Pour les opposants au salaire minimum, une telle mesure est nuisible à la fois à l’emploi, aux salaires et à la compétitivité du pays. L’économiste de gauche Samuel Bendahan réfute ces affirmations, en se basant sur des études mettant en lumière la capacité d’adaptation des entreprises.

Dans toutes les discussions qui ont actuellement cours au sujet du salaire minimum, soumis en votation le 18 mai, on entend beaucoup d’arguments économiques. Certains affirment que cela supprimera des emplois, réduira la compétitivité du pays, nivellera les salaires par le bas. Mais est-ce la réalité? Que savons-nous sur les mécanismes économiques liés au salaire minimum? Voici quelques éléments de réponse.

Agé de 34 ans, Samuel Bendahan enseigne l’économie à l’Ecole Polytechnique Fédérale de Lausanne (EPFL), où il est aussi chercheur au sein du Brain Mind Institute. Il est également député socialiste au Grand Conseil (parlement) du canton de Vaud.

Un salaire minimum détruit-il des emplois?

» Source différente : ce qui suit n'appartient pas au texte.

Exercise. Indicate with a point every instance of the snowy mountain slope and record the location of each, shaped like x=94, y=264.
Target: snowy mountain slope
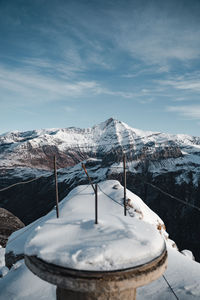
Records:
x=170, y=162
x=182, y=273
x=71, y=145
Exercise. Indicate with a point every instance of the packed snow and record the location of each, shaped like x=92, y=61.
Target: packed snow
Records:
x=19, y=284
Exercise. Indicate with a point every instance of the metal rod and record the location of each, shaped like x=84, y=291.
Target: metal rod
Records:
x=96, y=204
x=84, y=168
x=56, y=187
x=124, y=166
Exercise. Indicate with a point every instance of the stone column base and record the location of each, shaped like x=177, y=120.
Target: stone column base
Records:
x=63, y=294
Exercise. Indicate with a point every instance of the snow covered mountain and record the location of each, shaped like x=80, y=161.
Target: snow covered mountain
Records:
x=170, y=162
x=71, y=145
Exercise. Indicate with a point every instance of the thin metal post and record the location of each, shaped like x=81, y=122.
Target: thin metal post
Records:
x=56, y=187
x=96, y=204
x=124, y=166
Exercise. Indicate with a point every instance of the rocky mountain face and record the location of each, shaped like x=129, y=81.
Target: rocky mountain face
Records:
x=170, y=162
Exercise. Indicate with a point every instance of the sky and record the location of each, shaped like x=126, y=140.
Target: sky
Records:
x=77, y=63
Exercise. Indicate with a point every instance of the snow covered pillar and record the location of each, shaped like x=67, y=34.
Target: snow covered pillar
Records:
x=92, y=285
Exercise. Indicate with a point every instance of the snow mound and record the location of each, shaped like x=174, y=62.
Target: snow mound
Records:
x=116, y=242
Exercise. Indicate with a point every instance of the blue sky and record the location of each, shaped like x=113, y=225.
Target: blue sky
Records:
x=77, y=63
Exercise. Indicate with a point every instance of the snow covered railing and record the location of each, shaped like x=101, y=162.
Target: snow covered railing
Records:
x=91, y=261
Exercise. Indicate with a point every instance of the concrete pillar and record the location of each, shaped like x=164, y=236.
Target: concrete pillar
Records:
x=98, y=285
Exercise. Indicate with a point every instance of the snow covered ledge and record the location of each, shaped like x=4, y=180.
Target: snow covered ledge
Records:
x=104, y=261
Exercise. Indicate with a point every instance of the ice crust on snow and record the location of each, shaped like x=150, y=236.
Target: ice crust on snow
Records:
x=20, y=284
x=116, y=242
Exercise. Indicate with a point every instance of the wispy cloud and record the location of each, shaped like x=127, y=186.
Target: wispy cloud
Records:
x=32, y=86
x=188, y=111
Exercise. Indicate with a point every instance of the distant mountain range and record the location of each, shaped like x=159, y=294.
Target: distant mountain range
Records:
x=170, y=162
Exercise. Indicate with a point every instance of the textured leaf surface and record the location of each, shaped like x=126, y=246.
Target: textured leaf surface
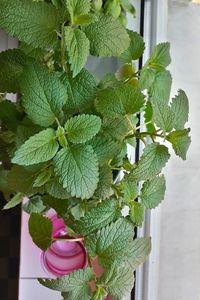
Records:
x=12, y=63
x=118, y=281
x=153, y=159
x=136, y=48
x=180, y=108
x=107, y=37
x=98, y=217
x=77, y=169
x=81, y=91
x=78, y=46
x=30, y=22
x=120, y=101
x=82, y=128
x=160, y=55
x=39, y=148
x=75, y=284
x=180, y=140
x=153, y=192
x=111, y=242
x=40, y=229
x=43, y=95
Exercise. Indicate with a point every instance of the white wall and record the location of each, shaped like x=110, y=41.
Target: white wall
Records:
x=179, y=271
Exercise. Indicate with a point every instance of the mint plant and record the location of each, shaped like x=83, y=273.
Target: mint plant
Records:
x=67, y=133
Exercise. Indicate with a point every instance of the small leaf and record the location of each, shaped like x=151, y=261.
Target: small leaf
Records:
x=12, y=63
x=153, y=159
x=118, y=281
x=43, y=94
x=40, y=229
x=34, y=205
x=77, y=168
x=17, y=199
x=120, y=101
x=98, y=217
x=78, y=46
x=160, y=55
x=82, y=128
x=135, y=49
x=180, y=140
x=136, y=213
x=153, y=192
x=104, y=36
x=38, y=148
x=180, y=108
x=81, y=91
x=30, y=22
x=75, y=284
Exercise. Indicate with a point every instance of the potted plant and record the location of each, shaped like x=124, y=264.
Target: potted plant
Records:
x=67, y=133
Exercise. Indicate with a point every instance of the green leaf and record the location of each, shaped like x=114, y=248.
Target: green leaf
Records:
x=153, y=159
x=30, y=22
x=163, y=115
x=38, y=148
x=43, y=94
x=118, y=281
x=136, y=213
x=160, y=56
x=75, y=284
x=104, y=188
x=180, y=108
x=81, y=91
x=17, y=199
x=135, y=49
x=34, y=205
x=153, y=192
x=120, y=101
x=104, y=36
x=40, y=229
x=82, y=128
x=55, y=189
x=98, y=217
x=12, y=63
x=77, y=168
x=104, y=148
x=78, y=47
x=138, y=252
x=161, y=87
x=111, y=242
x=180, y=140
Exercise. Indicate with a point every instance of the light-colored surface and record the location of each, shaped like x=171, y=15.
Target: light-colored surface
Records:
x=179, y=274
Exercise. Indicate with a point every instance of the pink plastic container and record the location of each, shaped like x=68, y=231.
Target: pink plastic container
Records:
x=63, y=257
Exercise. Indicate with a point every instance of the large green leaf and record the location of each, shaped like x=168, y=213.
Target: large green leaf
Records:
x=77, y=168
x=160, y=56
x=81, y=91
x=135, y=49
x=31, y=22
x=107, y=37
x=153, y=192
x=153, y=159
x=180, y=108
x=78, y=46
x=117, y=281
x=12, y=63
x=111, y=243
x=120, y=101
x=43, y=94
x=38, y=148
x=75, y=284
x=82, y=128
x=98, y=217
x=180, y=140
x=40, y=229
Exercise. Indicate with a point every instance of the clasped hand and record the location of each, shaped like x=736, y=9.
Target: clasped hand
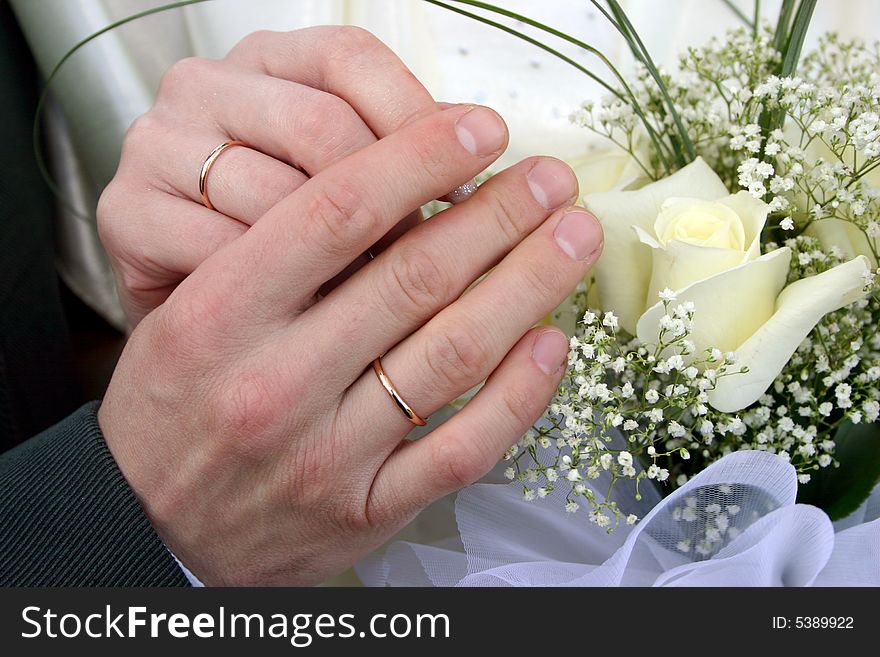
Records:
x=244, y=412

L’un des arguments massue qui est souvent avancé pour combattre le salaire minimum est qu’il détruirait des emplois. La logique avancée est assez simple, voire simpliste. Les employeurs voient le coût de leurs salariés augmenter. Ils doivent donc licencier pour ne pas augmenter leurs charges. Seulement, la réalité n’est pas si simple. Il existe en effet de nombreuses études sur les effets de l’introduction du salaire minimum. Et elles ne montrent pas du tout qu’ils constituent une menace pour l’emploi. Au contraire, elles soulignent de nombreux autres mécanismes par lesquels l’économie réagit si l’on introduit ou augmente les salaires minimums.

L’économie parvient ainsi à maintenir des emplois car il existe beaucoup d’autres variables d’ajustement. Une étude américaine a d’ailleurs analysé de façon très détaillée ces variables (Schmitt, 2013, «Why Does the Minimum Wage Have No Discernible Effect on Employment?»), en se basant sur la somme de 64 études qui ont été réalisées de 1972 à nos jours.

Un salaire minimum ne va pas seulement augmenter les très bas salaires, mais il peut aussi aider la classe moyenne inférieure à augmenter légèrement ses revenus. La compensation pourra venir des plus hauts revenus.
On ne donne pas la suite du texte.